Kirin 960 : la puce du Huawei Mate 9 est officielle !

Huawei a tenu parole. Le géant chinois a effectivement présenté cette nuit le Kirin 960, par le biais de sa filiale HiSilicon. Résolument positionnée sur le haut de gamme, cette puce équipera les prochains vaisseaux amiraux du constructeur et le Mate 9 sera d’ailleurs le tout premier appareil à en profiter. Et autant vous prévenir de suite, cette fameuse puce a de solides atouts pour séduire.

Le Kirin 960 se base sur l’architecture Artemis et il se compose en tout de huit cœurs répartis en deux clusters, sur une architecture de type big.LITTLE.

Kirin 960

Le Kirin 960 est désormais officiel.

Cela veut aussi dire que ces huit cœurs ne fonctionneront pas ensemble.
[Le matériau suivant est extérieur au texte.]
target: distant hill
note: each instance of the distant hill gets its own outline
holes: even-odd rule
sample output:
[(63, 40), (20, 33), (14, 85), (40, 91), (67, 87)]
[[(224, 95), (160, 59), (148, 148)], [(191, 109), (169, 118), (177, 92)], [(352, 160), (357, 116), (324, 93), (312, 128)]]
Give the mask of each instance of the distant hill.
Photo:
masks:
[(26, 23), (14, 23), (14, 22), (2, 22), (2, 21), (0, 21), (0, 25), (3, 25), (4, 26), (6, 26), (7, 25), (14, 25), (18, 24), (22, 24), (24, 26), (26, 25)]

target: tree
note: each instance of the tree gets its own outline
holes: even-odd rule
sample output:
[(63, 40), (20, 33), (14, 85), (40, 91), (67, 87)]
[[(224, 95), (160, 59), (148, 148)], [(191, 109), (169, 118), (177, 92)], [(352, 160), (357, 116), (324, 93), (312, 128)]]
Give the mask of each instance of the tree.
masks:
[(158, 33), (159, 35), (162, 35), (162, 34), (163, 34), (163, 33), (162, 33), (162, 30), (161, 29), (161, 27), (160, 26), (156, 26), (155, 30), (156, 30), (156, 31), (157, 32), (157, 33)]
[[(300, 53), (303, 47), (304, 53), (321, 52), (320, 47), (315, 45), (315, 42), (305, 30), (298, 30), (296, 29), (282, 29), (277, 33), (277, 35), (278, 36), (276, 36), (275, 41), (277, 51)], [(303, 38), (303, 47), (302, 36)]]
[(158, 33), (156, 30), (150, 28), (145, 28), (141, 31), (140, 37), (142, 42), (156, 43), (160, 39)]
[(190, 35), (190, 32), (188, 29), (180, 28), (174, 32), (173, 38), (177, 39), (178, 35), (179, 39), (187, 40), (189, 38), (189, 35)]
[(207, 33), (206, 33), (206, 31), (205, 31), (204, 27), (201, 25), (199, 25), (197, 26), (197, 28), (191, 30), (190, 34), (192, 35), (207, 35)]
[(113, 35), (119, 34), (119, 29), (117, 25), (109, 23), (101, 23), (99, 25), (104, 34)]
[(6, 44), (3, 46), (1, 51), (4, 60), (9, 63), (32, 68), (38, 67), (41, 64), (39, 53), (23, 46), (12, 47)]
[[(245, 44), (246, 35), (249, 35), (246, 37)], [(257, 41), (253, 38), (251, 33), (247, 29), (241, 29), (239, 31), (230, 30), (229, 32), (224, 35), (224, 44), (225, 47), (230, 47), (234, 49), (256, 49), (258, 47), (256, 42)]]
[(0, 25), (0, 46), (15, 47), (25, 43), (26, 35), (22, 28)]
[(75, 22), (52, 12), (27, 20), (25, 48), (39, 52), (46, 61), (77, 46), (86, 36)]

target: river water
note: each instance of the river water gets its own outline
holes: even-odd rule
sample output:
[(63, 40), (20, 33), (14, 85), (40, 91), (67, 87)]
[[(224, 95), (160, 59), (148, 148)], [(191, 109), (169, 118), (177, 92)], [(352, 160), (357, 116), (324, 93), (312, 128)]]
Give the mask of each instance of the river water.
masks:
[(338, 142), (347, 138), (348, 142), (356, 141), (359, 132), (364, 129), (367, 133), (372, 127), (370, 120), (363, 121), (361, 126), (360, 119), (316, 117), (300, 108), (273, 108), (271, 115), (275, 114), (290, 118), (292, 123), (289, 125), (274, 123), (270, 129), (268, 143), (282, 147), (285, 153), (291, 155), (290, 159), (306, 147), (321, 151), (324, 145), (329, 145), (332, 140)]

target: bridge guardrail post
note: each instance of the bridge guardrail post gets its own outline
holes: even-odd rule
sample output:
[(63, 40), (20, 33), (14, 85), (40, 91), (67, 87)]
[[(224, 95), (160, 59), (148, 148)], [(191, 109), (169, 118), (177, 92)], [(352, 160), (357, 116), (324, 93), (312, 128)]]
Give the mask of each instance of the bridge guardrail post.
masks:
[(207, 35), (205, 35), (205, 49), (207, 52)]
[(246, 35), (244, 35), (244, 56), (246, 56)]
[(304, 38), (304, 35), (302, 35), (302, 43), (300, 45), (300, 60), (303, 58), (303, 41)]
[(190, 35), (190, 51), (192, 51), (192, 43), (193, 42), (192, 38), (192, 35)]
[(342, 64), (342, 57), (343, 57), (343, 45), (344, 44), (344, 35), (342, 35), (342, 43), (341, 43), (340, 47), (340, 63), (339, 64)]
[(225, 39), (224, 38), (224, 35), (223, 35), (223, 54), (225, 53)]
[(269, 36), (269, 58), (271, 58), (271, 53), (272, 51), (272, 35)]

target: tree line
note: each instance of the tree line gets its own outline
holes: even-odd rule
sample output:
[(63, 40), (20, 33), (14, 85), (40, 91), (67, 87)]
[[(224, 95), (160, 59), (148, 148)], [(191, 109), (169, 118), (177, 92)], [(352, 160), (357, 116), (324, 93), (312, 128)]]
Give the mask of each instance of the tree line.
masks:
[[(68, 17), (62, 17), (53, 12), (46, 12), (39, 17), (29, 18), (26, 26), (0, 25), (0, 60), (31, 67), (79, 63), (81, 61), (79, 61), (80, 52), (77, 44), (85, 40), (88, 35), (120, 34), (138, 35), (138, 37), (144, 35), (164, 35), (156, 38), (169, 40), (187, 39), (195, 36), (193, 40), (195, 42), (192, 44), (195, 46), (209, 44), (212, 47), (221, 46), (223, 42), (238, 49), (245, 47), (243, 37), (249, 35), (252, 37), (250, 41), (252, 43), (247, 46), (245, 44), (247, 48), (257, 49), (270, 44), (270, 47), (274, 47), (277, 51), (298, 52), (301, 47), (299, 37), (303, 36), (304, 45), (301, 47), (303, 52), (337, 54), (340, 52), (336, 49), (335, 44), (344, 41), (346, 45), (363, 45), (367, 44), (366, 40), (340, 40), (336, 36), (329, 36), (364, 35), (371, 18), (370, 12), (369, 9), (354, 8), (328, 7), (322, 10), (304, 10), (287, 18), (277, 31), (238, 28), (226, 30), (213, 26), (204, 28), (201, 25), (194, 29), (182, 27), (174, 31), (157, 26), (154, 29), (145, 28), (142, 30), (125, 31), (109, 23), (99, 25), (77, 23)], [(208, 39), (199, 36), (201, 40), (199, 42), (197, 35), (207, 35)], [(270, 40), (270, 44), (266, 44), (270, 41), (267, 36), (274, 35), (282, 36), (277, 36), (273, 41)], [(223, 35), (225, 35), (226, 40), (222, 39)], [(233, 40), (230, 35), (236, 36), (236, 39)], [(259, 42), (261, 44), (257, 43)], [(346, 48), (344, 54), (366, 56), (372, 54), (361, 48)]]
Huit cœurs, pour une architecture en big.LITTLE

Le premier cluster regroupera ainsi pas moins de quatre cœurs Cortex-A73 cadencés à 2,4 GHz et il se focalisera sur les opérations les plus gourmandes, comme la lecture de films en haute définition ou les jeux en trois dimensions. Le second s’occupera pour sa part des calculs courants et il se composera de quatre cœurs Cortex-A53 cadencés à 1,8 GHz.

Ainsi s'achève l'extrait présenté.